Very well put. I tend to do this without officially trying. lol. I might train for something and up my training regimen and diet and mobility. Then, to reward myself, I chill out, take more days off, don’t push as hard with weights or metcons or diet. I’ve even done a cycle of BBC to work on strength and technique and hardly any metcons the off-season after my tough mudder. I love switching it up and I really love seeing the gains when I do. Currently, I’m on the “school hyper drive – crossfit low drive” plan. I get there, I make it happen, but I know that my sleep may not be where it should be for maximum results, diet might be shaky and therefore performance is what it is. I’m ok with that. I know that when I need to make things happen, I have the tools to do so. As Larry said, focusing on goals, keeping track of them and putting in the effort will make all the difference in the world. I love our box, coaches, and athletes!

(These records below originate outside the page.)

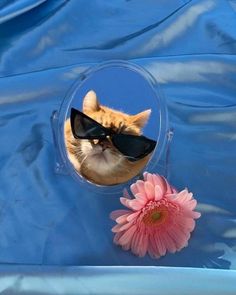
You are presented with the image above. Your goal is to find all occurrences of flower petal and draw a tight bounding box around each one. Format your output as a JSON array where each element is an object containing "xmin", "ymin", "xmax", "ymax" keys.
[
  {"xmin": 130, "ymin": 183, "xmax": 139, "ymax": 195},
  {"xmin": 136, "ymin": 180, "xmax": 146, "ymax": 197},
  {"xmin": 144, "ymin": 182, "xmax": 155, "ymax": 200},
  {"xmin": 155, "ymin": 233, "xmax": 166, "ymax": 256},
  {"xmin": 113, "ymin": 232, "xmax": 123, "ymax": 245},
  {"xmin": 129, "ymin": 199, "xmax": 144, "ymax": 211},
  {"xmin": 155, "ymin": 185, "xmax": 163, "ymax": 201},
  {"xmin": 127, "ymin": 211, "xmax": 140, "ymax": 222},
  {"xmin": 110, "ymin": 209, "xmax": 132, "ymax": 220}
]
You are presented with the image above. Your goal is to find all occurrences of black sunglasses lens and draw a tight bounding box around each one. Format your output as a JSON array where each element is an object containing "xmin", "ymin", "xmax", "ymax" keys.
[
  {"xmin": 112, "ymin": 134, "xmax": 156, "ymax": 160},
  {"xmin": 71, "ymin": 108, "xmax": 106, "ymax": 139}
]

This is exactly the community I came searching for and I found it at CFDV.
But what if I always look like Ashy Larry?
Thanks, Larry. Informative and entertaining as always. The Ashy Larry reference is my favorite. Any specific tips for how to be an interesting person? So far, I just watch a lot of T.V. Am I on the right track?
Dan, the importance of being up-to-date on pop culture references (such as TV) can not be overstated. The more you can insert those references into conversation/tweets/facebook statuses, the more interesting you are.
Then I, Sheldon, am well on my way. Thanks.
The only acceptable tv watching currently is the following: The Walking Dead, Homeland, Mad Men and Pretty Little Liars.
Always Sunny, The League, The Office, Modern Family
Ashy Larry… Marcy Son What!!!! Thanks for the tips…the ghetto Olympics was a classic Chapelle episode
nice Larry. I think one of the hardest things for people to do is deload. Competitors MIGHT know to do it, but folks just regularly training have no clue that it can benefit them. Rest (or lower intensity) is so foreign to people and they think it will hurt them while the opposite is true.